For individuals interested in entering the cheese industry, Penn State offers a 4-day short course for farmstead and artisan dairy processors and others interested in cheese to gain knowledge of the materials and processes used to make specialty cheese and learn techniques to improve their business.

Wednesday, May 28, 2014

Season Extension Possibilities for Your Fruit And Vegetable Crops

by Lynn Kime, Sr. Extension Associate, Dept. of Agricultural Economics, Sociology, and Education

Selling produce and small fruits before or after traditionally produced local crops usually commands higher prices.  Think of what you pay for produce in the store during the "off-season" and what you pay for the same things during the traditional, local "in-season."  You almost always pay higher prices early and later, or when produce is delivered from non-local sources.  Capturing these higher prices with season extension can be something to strive for with your own operation.  Your customers will appreciate having these products from a local source instead of purchasing products from non-local sources.

It may be too late to consider season extension for your small fruit and vegetable operation for this spring, however, planning now for fall season extension may still pay dividends for this crop year.  There are several methods to extend your growing and marketing seasons for this year.  These include row covers, high tunnels, and greenhouses.

Strawberries growing under row covers
Row covers are traditionally used during the early spring months to "push" the plants to flowers and produce earlier than without row covers.  These may be the least expensive and easiest to use since they are installed in the field but are usually removed during the morning hours to allow the soil to warm.  If used for strawberries for example, you may be able to begin harvest one to three weeks ahead of producers not using this method, allowing you to market earlier and capture the early season market.  Prices can be as much as 10% to 20% higher which usually offsets the additional costs.

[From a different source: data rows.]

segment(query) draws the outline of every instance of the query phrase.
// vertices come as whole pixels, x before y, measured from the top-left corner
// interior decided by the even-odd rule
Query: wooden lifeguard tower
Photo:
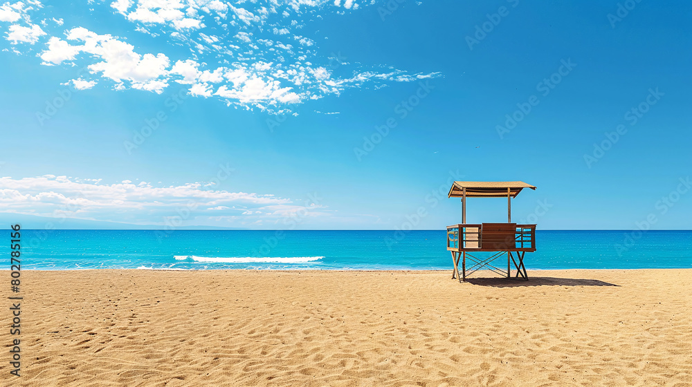
[[[516,277],[525,280],[529,277],[524,267],[524,254],[536,251],[536,225],[512,223],[511,199],[525,188],[536,187],[524,182],[454,182],[448,198],[462,198],[462,223],[447,226],[447,250],[452,252],[454,271],[452,279],[466,281],[466,276],[486,267],[507,278],[511,276],[511,263],[516,268]],[[467,198],[507,198],[507,223],[466,223]],[[489,252],[490,256],[477,257],[471,253]],[[507,254],[507,270],[491,263]],[[516,254],[516,259],[514,258]],[[473,264],[466,270],[466,258]],[[462,261],[462,274],[459,275],[459,261]]]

High tunnels can be heated or not heated.  If using a heating system, you will be able to plant earlier than without additional heat and remain in production later in the season.  The earlier you plant, the earlier you can produce and market.  Tomatoes and peppers are common crops produced in high tunnels for spring and fall, but you can produce these crops and greens later into fall and capture the locally grown, late season prices for your production.  For example, early season tomatoes may sell for $15-$40 per box as opposed to $10-$20 per box during periods when other producers are harvesting field grown tomatoes.
Peppers growing in a high tunnel

I know one grower who produces strawberries into September and October in his high tunnel.  I asked him what price he can expect for locally grown strawberries in October.  His answer was "Whatever I want."  This marketing strategy has worked very well for his operation.

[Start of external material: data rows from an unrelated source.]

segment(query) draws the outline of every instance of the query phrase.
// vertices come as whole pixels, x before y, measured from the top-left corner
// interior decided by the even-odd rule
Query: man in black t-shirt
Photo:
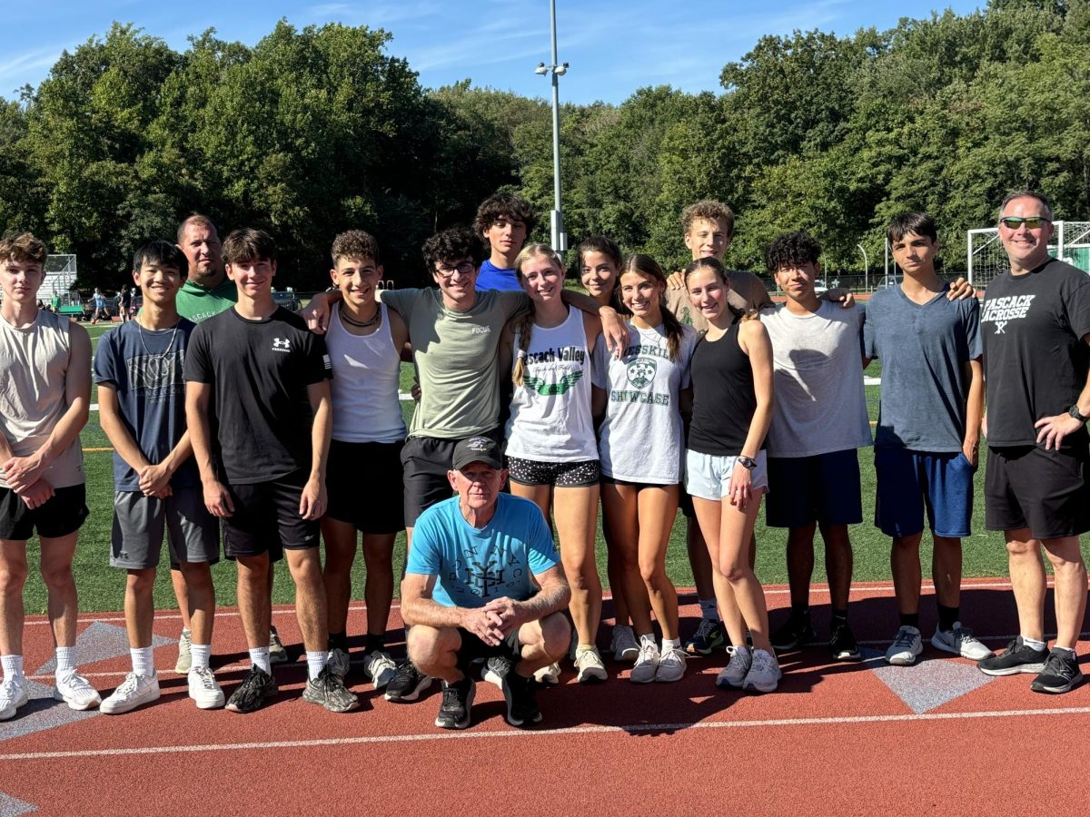
[[[277,694],[266,583],[269,554],[282,549],[306,649],[303,699],[349,711],[359,700],[326,667],[329,630],[318,557],[332,367],[323,339],[272,301],[272,239],[259,230],[235,230],[223,242],[223,258],[239,302],[193,331],[185,412],[205,504],[223,520],[225,546],[237,560],[239,612],[252,662],[227,708],[250,712]]]
[[[1052,207],[1012,193],[1000,208],[1010,271],[988,286],[980,316],[988,410],[985,523],[1003,531],[1019,635],[977,666],[990,675],[1038,673],[1034,692],[1081,680],[1075,645],[1087,602],[1079,534],[1090,531],[1090,278],[1049,255]],[[1056,644],[1044,636],[1045,574],[1055,574]]]

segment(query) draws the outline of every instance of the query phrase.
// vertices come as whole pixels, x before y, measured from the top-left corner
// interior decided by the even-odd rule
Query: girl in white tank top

Greenhouses may be used to start plants in early spring to reduce the cost of purchasing plants on the open market.  You can also produce more plants than you need for your operation and sell the excess to other producers or your customers at farmers' markets.
Crops growing in a greenhouse

Greenhouses will also extend the harvest through the fall and beyond as long as you can produce the crop(s) and still remain profitable even when including heating costs.  You will need to track all costs and keep your budgets up to date to be sure you still maintain the profit margin you desire.

I know this is a busy time of year, but you can still have a tunnel installed in time for fall use.  You should determine if you can market the additional production and what prices you may receive.  The research may expose an additional marketing opportunity for your operation and result in additional income and profit for the year.